Leica M9 on the test bench at Popular Photography
My September 15, 2009 posting about the Leica M9 attracted a lot of angry comments from rabid Leica enthusiasts. I pointed out the oddness of people being excited by a Leica that comes 7 years later than the comparable Canon and costs nearly three times as much. My assumption in the posting was that Leica had produced something roughly equivalent in image quality to Canon’s mainstream advanced amateur body, the 5D Mark II. The December 2009 issue of Popular Photography arrived in the mail recently and it seems that I was wrong in my assumption. Here’s the update that I added to the September posting…
This issue put the Sony A850 and the Leica M9 through their standardized test protocol. The Sony is the world’s cheapest full-frame digital SLR, selling for $2,000 (compared to about $2,650 for the Canon 5D Mark II).

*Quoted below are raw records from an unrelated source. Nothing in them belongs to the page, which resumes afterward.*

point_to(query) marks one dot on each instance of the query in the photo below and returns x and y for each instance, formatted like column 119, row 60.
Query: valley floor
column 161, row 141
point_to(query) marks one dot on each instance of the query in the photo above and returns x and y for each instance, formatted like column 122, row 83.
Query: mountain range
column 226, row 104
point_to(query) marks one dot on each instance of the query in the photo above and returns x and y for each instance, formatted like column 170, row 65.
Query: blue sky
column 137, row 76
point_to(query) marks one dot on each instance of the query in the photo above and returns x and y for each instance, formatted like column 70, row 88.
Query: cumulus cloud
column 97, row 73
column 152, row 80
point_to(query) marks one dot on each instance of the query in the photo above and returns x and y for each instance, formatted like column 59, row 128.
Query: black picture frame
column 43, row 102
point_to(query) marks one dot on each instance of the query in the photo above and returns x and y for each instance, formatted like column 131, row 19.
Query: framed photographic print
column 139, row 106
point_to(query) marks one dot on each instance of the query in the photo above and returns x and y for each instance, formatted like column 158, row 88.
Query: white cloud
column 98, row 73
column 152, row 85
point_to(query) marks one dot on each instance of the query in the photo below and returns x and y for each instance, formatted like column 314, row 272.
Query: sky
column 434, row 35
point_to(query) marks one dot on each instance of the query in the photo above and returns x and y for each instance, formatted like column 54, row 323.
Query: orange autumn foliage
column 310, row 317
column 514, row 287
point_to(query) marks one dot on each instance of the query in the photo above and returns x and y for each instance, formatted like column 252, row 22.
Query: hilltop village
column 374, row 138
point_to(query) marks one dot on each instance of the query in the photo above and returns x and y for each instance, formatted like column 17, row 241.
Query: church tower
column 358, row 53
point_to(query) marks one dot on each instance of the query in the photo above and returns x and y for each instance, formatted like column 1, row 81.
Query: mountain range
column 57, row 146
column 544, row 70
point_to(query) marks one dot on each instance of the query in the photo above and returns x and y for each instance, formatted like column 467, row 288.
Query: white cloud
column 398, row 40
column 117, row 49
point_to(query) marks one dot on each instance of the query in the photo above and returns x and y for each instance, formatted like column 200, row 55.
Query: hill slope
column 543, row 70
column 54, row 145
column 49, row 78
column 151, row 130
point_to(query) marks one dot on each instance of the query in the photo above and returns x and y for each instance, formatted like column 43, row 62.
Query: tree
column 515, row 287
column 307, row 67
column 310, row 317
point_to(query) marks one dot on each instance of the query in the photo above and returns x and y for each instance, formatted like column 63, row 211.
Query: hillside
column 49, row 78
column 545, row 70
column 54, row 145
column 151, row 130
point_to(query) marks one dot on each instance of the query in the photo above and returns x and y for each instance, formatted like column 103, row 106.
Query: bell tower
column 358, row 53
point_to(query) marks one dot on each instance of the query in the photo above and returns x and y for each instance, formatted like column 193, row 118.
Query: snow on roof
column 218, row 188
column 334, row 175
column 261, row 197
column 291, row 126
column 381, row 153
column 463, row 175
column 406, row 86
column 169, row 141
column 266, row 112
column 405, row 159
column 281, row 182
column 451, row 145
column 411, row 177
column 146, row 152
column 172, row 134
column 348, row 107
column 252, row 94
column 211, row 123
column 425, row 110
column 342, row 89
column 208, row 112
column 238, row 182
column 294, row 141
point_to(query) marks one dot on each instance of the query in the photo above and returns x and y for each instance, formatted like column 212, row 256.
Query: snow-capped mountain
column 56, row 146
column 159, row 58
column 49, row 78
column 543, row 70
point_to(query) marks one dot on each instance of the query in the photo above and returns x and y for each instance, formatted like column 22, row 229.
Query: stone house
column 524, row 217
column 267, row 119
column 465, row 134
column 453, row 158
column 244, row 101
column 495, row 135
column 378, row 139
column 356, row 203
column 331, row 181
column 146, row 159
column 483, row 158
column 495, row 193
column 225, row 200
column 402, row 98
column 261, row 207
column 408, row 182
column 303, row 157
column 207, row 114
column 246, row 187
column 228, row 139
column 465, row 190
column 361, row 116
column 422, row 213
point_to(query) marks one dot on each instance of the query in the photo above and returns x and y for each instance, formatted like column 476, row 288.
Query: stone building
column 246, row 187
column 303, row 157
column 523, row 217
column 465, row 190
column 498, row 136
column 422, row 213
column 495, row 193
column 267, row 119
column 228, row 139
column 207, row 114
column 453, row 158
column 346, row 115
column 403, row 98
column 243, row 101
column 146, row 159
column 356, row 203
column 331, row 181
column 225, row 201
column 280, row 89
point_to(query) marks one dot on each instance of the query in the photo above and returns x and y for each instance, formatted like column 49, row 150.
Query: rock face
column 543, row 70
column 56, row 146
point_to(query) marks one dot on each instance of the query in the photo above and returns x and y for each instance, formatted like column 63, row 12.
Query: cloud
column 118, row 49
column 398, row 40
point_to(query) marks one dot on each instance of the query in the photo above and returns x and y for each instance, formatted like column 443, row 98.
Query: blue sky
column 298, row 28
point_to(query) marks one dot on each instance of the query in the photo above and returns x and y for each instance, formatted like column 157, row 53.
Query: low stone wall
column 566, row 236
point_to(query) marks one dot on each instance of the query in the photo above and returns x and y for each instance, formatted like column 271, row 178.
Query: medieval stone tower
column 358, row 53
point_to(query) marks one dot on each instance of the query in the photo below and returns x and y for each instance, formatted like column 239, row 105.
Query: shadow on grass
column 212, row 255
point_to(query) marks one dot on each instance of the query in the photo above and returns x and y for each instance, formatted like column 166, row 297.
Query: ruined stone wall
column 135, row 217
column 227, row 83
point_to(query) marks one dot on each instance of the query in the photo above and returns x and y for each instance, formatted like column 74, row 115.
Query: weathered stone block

The Leica is the world’s most expensive, at $7,000. How did the cameras compare on Pop. Photo’s test bench? The Sony, with a 24 MP Sony-built CMOS sensor, achieved “low” noise through ISO 1600. This is greatly inferior to the 5D Mark II, which had a very similar noise measurement at ISO 6400 (two f-stops more sensitive). The Sony delivered 3135 lines of resolution and a superb “7.7″ on color accuracy, albeit still inferior to Canon’s.
How did the Leica perform, at 3.5X the price of the Sony? Noise from the 18MP CCD sensor became “moderate” at ISO 1600 and “unacceptable” at ISO 2500. The noise of the M9 at ISO 800 was comparable to the Canon 5D Mk II at ISO 6400. Leica’s color accuracy and resolution were significantly inferior to the Sony.
How did Popular Photography deal with the embarrassingly poor image quality results of the $7000 Leica compared to the Japanese cameras? “They’re completely differently tools for completely different styles of photographer. We don’t categorize the M9 as a pro model–think of it as the ultimate (deep-pocketed) enthusiast’s camera.”
Leica was beaten not just by Canon, its competitor from the 1950s rangefinder days, but by Sony, a company that is relatively new to the still photography market. Now that we taxpayers have purchased GM and Chrysler at a cost of $100 billion, let’s hope that this doesn’t happen in the car market. Just when GM and Chrysler think that they might have something that can sell in competition with a U.S.-made Honda or Toyota, new manufacturers from India and China may blindside them.
[Update: I found a Canon white paper on sensors that says that CCD sensors, especially big ones, consume a lot more power than CMOS. Unless the sensor is cooled, like a CCD used in a physics experiment, the result will be more noise in the image. This may explain the poor high ISO performance of the Leica.]